Je veux témoigner des passages, de possibles joyeux nés d’abymes sombres ; fier-e et bien vivant-e, mieux debout aujourd’hui qu’avant. Parce que j’aurais aimé lire cela moi-même, je largue les amarres et laisse mon bateau-mots voguer. Comme c’était une maison quelques lignes plus haut, on dira que c’est une péniche. C’est bien, une péniche : lourd, lent, la ligne d’eau variant avec la charge, et un décalage de réaction. En haute mer, sous le vent de l’hyperfixation, elle se transforme en catamaran à [chercher]. En pleine tempête, c’est une capsule de survie orange gonflable : précaire, mais elle ne coule pas. C’est donc un bateau métamorphe, ça me va bien. Au 2 juin 2024, 21h18, c’est ma place dans le monde.
L’avertissement de lecture vient du fait que je publie des textes déjà anciens. Si, à l’époque de l’écriture des Chroniques, j’avais déjà largement travaillé la domination masculine, l’adultisme ou mon propre racisme intégré, avec lequel je me bats pied à pied chaque jour, les textes dans leur version originale comportaient encore leur lot de transphobie intégrée – trois à cinq ans plus tard, fier-e enby genderfluid, ou genderfuck au choix, ils me déclenchent moi-même des réactions épidermiques.
Les Chroniques d’entrapocalypse présentées ici ont donc été éditées afin d’éviter de reproduire les violences sur des minorisé-es conscientisées depuis. Je présente mes excuses aux personnes qui auraient pu lire les premières versions et en être blessé-es. I was uneducated and now know better.
Contenus sensibles
Par ailleurs certains sujets abordés peuvent être sensibles pour certain·es notamment [liste en cours d’élaboration, va évoluer pendant toute la beta-lecture] :
– errances et violences subies lors des parcours de transition de genre et de diagnostic de neurodivergence
– évocation (non détaillée) de violences éducatives et scolaires
– évocation du gynécide de la chasse aux sorcières
Booz le crapaud en bronze, Plast le renard, Chu, échappée du Dragonnier pour s’incarner ici, sont elle, eux, des personnages imaginaires.
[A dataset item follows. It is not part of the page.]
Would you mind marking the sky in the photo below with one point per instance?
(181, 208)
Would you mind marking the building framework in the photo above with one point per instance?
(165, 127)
Ce sont des pipelettes sans nom, commères élégantes ou éhontées.
Afin de ne pas perdre mes lecteurs, lectrices et lecteurices, je me permets de vous donner les clés de leurs interventions :
- Quand les personnages sont « seul·es » dans un chapitre, leurs interactions sont romancées : mon objectif est la fluidité.
- Quand iels interviennent au milieu des chroniques originales, parce qu’iels ne peuvent s’empêcher de commenter la lecture, la forme de leur dialogue est théâtrale (Nom du personnage + indication de mise en scène eventuelle : texte du dialogue). C’est moins fluide : mon objectif est de ne pas allonger davantage les interruptions pour ne pas faire perdre le fil des textes originaux.
Je tiens à préciser que si parfois l’ambiance dans mon système multiple peut ressembler à ce genre de conférence, je n’ai cependant PAS mis en scène mes alters, ni leurs personnalités ni leurs interactions. Ces trois-là sont les personnages fictifs d’une mise en scène. Les opinions qui leurs sont prêtées ne sont pas (toutes) les opinions de l’auteurice : il s’agit d’un travail d’écriture. L’opinion de l’auteurice, en 2024, est à la merci de l’interprétation des lecteurs, lectrices et lecteurices à partir de l’effet général de l’œuvre.
Enfin, toute ressemblance de ces personnages imaginaires avec des personnes réelles ou ayant existé serait purement fortuite.